The night before, a school employee telephoned each student's home to leave a message about the consequences of failing to attend.

For Mike Messina, 15, getting that call ended his technique of hanging up on the computerized telephone calls the school makes to possible truants. The calls, featuring Payne's voice, are made between 5:30 p.m. and 9:30 p.m. after a student has missed three or more classes.

The computer makes 275 to 300 calls a day, Payne said. If anyone answers the phone, the computer registers "message received."

"I intercepted all the calls from the school," said Messina, a sophomore who recently ditched a week and a half of school. "I had it planned so perfect."

But the system caught up with him when the school employee made a live call.

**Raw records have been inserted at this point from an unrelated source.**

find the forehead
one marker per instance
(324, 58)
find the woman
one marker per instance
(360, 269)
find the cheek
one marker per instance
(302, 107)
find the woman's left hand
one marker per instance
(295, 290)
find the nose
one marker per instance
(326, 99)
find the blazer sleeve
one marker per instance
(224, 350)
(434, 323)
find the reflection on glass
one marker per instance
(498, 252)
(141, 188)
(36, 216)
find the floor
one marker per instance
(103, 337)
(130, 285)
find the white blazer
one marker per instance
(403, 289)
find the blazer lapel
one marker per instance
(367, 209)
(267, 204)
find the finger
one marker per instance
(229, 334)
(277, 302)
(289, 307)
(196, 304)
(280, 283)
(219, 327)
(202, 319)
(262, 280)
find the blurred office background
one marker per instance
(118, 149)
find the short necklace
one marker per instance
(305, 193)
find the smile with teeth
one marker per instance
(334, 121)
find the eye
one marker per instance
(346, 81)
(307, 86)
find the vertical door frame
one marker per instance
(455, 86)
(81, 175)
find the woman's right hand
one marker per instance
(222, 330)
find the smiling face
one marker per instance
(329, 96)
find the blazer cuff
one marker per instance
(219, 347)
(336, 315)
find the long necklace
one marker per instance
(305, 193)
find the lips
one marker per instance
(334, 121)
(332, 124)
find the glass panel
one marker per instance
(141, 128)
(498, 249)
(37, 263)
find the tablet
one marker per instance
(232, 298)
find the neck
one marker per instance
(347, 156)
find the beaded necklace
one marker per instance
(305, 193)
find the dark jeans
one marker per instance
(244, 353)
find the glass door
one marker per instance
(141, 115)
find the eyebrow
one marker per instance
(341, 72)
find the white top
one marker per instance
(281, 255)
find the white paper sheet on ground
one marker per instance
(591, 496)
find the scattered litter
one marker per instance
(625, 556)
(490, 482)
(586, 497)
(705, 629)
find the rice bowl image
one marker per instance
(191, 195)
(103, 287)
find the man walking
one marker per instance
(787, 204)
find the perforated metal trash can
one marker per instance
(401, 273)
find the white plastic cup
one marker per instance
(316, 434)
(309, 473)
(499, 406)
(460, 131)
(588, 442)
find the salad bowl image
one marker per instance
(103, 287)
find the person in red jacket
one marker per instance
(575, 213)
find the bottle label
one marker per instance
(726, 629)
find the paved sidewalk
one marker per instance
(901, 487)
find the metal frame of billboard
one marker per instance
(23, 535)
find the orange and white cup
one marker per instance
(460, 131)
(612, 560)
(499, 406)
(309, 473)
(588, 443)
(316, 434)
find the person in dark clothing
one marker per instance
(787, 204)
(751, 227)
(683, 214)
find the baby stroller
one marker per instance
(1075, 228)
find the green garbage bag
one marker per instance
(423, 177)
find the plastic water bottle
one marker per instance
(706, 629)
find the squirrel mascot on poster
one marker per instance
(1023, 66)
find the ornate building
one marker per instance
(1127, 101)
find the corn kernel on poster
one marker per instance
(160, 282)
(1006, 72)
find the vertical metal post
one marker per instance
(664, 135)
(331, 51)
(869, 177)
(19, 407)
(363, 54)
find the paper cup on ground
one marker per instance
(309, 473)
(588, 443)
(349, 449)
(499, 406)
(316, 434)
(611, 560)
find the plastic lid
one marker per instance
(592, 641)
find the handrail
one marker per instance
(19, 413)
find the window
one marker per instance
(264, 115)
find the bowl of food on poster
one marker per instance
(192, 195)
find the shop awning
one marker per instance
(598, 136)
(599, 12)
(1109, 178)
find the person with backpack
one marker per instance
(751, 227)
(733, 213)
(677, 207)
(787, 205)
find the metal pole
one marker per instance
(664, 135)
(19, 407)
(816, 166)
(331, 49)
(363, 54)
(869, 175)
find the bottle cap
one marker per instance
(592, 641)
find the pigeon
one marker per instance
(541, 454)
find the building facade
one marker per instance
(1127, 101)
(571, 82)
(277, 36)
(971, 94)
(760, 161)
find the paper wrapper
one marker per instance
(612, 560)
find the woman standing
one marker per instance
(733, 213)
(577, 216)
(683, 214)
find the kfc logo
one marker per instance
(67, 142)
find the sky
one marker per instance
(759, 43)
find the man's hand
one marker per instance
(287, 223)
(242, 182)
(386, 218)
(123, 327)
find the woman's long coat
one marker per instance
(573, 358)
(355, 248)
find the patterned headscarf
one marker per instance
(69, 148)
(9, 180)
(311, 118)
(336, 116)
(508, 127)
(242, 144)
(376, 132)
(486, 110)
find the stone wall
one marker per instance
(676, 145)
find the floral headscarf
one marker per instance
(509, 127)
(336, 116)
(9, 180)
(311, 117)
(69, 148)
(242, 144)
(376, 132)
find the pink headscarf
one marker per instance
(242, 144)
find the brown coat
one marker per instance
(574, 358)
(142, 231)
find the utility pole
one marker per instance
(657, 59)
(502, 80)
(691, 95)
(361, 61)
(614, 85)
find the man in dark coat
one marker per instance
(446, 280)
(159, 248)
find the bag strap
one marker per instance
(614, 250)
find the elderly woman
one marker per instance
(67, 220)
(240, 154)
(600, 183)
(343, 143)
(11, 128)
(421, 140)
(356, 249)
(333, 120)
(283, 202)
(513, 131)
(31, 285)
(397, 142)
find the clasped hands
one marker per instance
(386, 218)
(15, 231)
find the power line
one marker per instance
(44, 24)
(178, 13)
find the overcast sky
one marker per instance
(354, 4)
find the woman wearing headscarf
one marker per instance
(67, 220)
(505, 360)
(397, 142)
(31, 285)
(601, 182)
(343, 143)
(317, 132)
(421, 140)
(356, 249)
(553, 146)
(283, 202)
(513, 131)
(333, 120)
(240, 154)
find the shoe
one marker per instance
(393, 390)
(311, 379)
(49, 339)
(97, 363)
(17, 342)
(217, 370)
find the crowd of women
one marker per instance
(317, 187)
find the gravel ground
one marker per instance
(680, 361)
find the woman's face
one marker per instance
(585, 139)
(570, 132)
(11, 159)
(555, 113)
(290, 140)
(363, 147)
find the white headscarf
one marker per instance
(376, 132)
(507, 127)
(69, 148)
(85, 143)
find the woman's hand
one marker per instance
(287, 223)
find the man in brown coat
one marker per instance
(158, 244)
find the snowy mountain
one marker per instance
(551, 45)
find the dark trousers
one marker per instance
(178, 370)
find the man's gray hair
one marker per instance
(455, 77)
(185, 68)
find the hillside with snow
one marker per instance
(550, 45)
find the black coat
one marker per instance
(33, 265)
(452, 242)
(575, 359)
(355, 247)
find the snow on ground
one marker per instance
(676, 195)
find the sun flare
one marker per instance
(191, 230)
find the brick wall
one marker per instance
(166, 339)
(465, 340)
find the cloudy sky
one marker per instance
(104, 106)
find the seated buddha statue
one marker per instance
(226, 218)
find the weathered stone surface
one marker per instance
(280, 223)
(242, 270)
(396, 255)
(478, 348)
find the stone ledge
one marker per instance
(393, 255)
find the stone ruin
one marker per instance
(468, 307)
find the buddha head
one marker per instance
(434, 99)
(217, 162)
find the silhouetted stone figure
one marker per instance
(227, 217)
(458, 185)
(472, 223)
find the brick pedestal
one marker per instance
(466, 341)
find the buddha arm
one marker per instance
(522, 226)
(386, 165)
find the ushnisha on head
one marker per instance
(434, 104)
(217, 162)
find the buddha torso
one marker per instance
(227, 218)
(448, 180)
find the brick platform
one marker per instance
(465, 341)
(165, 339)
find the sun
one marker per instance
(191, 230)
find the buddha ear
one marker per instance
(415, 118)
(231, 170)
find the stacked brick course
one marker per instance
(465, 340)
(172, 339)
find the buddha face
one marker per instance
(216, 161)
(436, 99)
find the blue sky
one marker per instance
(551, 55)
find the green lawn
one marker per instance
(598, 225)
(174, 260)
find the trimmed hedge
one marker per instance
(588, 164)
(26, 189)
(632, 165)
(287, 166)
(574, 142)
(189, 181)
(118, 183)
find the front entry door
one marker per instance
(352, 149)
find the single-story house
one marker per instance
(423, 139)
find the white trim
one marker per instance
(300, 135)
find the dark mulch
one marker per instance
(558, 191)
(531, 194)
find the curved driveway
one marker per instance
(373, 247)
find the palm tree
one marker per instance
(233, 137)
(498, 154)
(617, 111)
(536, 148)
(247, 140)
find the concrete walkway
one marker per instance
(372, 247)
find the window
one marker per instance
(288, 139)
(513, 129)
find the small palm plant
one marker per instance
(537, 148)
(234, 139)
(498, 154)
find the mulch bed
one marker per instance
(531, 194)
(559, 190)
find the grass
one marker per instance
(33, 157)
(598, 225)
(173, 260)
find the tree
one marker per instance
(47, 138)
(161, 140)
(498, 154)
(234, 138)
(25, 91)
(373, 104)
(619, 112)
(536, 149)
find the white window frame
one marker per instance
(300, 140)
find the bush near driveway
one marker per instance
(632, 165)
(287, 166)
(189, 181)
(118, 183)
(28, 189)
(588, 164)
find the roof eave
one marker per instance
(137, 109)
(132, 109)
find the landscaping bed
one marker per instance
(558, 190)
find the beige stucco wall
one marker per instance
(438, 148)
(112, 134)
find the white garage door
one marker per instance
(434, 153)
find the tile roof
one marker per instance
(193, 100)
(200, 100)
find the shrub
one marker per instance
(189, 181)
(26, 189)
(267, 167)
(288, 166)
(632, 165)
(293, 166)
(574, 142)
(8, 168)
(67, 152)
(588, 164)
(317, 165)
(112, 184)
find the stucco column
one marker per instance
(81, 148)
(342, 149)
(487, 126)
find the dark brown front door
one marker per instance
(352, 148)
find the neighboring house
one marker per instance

At Saturday school a few weeks ago, Messina and six fellow truants, including Mitchell, sat quietly reading or doing homework. An adult proctor made sure they stayed. If students run out of homework, proctors give them work sheets covering subjects such as math or history.

"We haven't had to use (the work sheets) yet," said Michael Simuniello, a fourth-grade teacher who works as a proctor.

At the first Saturday school class Simuniello supervised, he found one of his former fourth-grade students on the roll.